This is what Tacitus tells us of these inhuman scenes (Annales, xv.44):‘The confession of those who were seized (viz., the Christians) disclosed a great multitude of their accomplices, and they were all jointly, not so much for the crime of setting fire to the city as for their hatred of human kind, condemned to death. They died in torments, and their torments were embittered by insult and derision. Some were nailed to crosses, others, sewn in skins of wild beasts, were exposed to the fury of dogs; others again, smeared with inflammable materials, served the purpose of torches to illuminate the darkness of night. The gardens of Nero were utilised for the melancholy spectacle,’ &c. these are the circumstances under which the first general persecution broke out against the Church, and this is how the first martyrs were done to death.

Let us now hear what some witness from the body of these Christians, and a chief amongst them, has to tell us as to the cause and motives of this outbreak of ferocity. St. Clement of Rome, Epist. l, cap. v-vi, referring to the cause of the persecution, says it was dià zhlon caì fqónon —‘owing to envy and animosity ;’ indicating thereby the feelings and the motive which guided the Jews to cast the blame of the conflagration on the Christians. Of peter he says: ‘Because of this (envy and hatred) Peter suffered not once or twice but often, and so through martyrdom passed to his crown of glory.’ On account of the same envy and hatred, ‘Paul, under the prefects [ sub Tegelino et Nymphidio Sabino ] suffered martyrdom.’ Then, passing to the great body of the faithful, he adds: ‘To these holy men who showed the way to life was joined a great multitude of the elect who suffered executions and tortures, leaving unto us a noble example. Because of this animosity women [ dressed up as] Danaides and Dirces, after suffering dreadful and monstrous indignities, persevered to the end; and though feeble of body secured the great reward.’ This persecution broke out at the beginning of August, a.d. 64. The martyrdoms of St. Peter and St. Paul, A.D. 64-66, were but separate incidents in the long course of its events. See Tacitus, ut supr.; Dom H. Leclerq, Les Martyrs, vol. i., Les Temps Néronniens: Paris, 1902.

In the days of the Apostles there stood prominent in the vicinity of the Coliseum a huge statue of Nero. the site was not exactly known, but during recent excavations and researches made in the vicinity of the present church of Santa Francesca Romana, the site of the statue appears to be ascertained. The campanile of the church is said to occupy almost exactly the spot where had stood that statue of ‘Nero-Helios,’ a standing bronze-gilt figure, 120 feet high, placed in the centre of the atrium of the ‘Golden-House.’
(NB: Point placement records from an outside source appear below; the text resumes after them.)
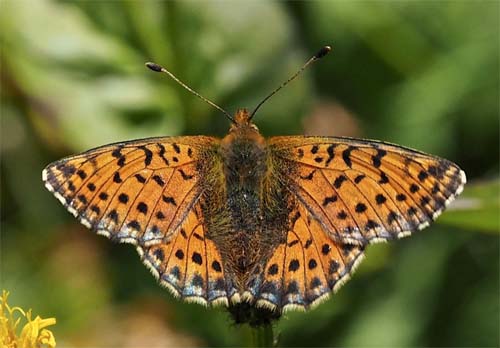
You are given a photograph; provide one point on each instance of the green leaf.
(476, 209)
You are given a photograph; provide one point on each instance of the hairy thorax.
(244, 156)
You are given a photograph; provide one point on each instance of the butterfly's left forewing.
(366, 191)
(136, 192)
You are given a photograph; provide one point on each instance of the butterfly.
(248, 222)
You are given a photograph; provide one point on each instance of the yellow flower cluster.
(33, 334)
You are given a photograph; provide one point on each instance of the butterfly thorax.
(244, 165)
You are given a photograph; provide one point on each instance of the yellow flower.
(33, 334)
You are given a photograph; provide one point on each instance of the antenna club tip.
(154, 66)
(323, 52)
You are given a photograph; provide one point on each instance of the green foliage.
(421, 74)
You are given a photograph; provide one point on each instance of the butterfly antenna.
(159, 68)
(320, 54)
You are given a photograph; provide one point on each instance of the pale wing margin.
(365, 191)
(135, 192)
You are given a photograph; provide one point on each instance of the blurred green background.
(418, 73)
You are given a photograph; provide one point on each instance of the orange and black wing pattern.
(303, 271)
(190, 265)
(363, 191)
(135, 192)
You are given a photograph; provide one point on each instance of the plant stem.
(262, 336)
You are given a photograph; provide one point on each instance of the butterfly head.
(242, 122)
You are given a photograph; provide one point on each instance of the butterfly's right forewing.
(366, 191)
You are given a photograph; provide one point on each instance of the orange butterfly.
(248, 222)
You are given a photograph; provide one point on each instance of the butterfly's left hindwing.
(136, 192)
(366, 191)
(190, 264)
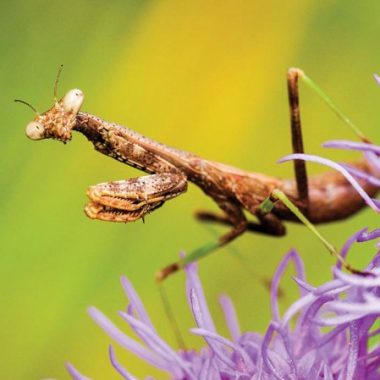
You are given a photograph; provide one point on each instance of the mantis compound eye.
(35, 130)
(72, 101)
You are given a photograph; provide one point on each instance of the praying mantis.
(321, 198)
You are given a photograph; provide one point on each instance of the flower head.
(348, 304)
(325, 334)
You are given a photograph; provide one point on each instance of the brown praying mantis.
(321, 198)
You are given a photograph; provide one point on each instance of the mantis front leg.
(132, 199)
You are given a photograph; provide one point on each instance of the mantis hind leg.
(269, 224)
(296, 132)
(236, 219)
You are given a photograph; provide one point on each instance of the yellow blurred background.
(203, 76)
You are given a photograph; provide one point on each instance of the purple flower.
(328, 333)
(294, 346)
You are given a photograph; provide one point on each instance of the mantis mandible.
(322, 198)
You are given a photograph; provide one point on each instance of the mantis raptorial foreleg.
(131, 199)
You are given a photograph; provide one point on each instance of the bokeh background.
(204, 76)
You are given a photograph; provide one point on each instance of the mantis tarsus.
(322, 198)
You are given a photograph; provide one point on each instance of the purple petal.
(74, 373)
(347, 245)
(124, 340)
(206, 334)
(193, 283)
(292, 255)
(119, 368)
(369, 235)
(352, 145)
(304, 285)
(135, 301)
(357, 280)
(353, 351)
(338, 320)
(218, 351)
(230, 316)
(308, 157)
(265, 354)
(157, 344)
(357, 173)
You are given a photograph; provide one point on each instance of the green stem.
(313, 86)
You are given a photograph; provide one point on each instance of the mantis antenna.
(56, 82)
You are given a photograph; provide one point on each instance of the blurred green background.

79 This occurred when the persecution of Domitian was at its height, and he suffered at Rome in the year 95 near the site named afterwards, when enclosed within the walls commenced by Aurelian in 271, ‘Porta Latina.’ These are the words in which Tertullian (De Praescil Haeres., 36) describes the occurrence: ‘ O glorious Church of Rome !... where John plunged in boiling oil suffered no harm, and was immediately sent into exile to an island’[ Patmos]. St. Jerome, De viris illustr., cap. ix., adds: ‘After the death of Domitian and the cancelling of the cruel edicts of his reign in that of Nerva, John was able to return to the city of Ephesus,’ in A.D. 97. Eusebius has the same (Hist. Eccl., iii.18); here he organised the churches in Asia, and survived till the time of Trajan (Euseb., H.E.,iii.23, quoting Irenaeus). St. Epiphanius, Haeres., li., n. 12, says he was past ninety years when he returned from exile. Polycrates, bishop of Ephesus, writing to Pope Victor, c. a.d. 180, says that John died and was buried at Ephesus. The Council of Ephesus, a.d. 431, in their letter also attest the burial at Ephesus. Tillemont, Mémoir. Hist. Eccl., i, article x. p. 350, ed. ut supr., maintains that his body yet reposes in the church dedicated to his honour at Ephesus [perhaps now a mosque]. Nothing, at any rate, is now known regarding it.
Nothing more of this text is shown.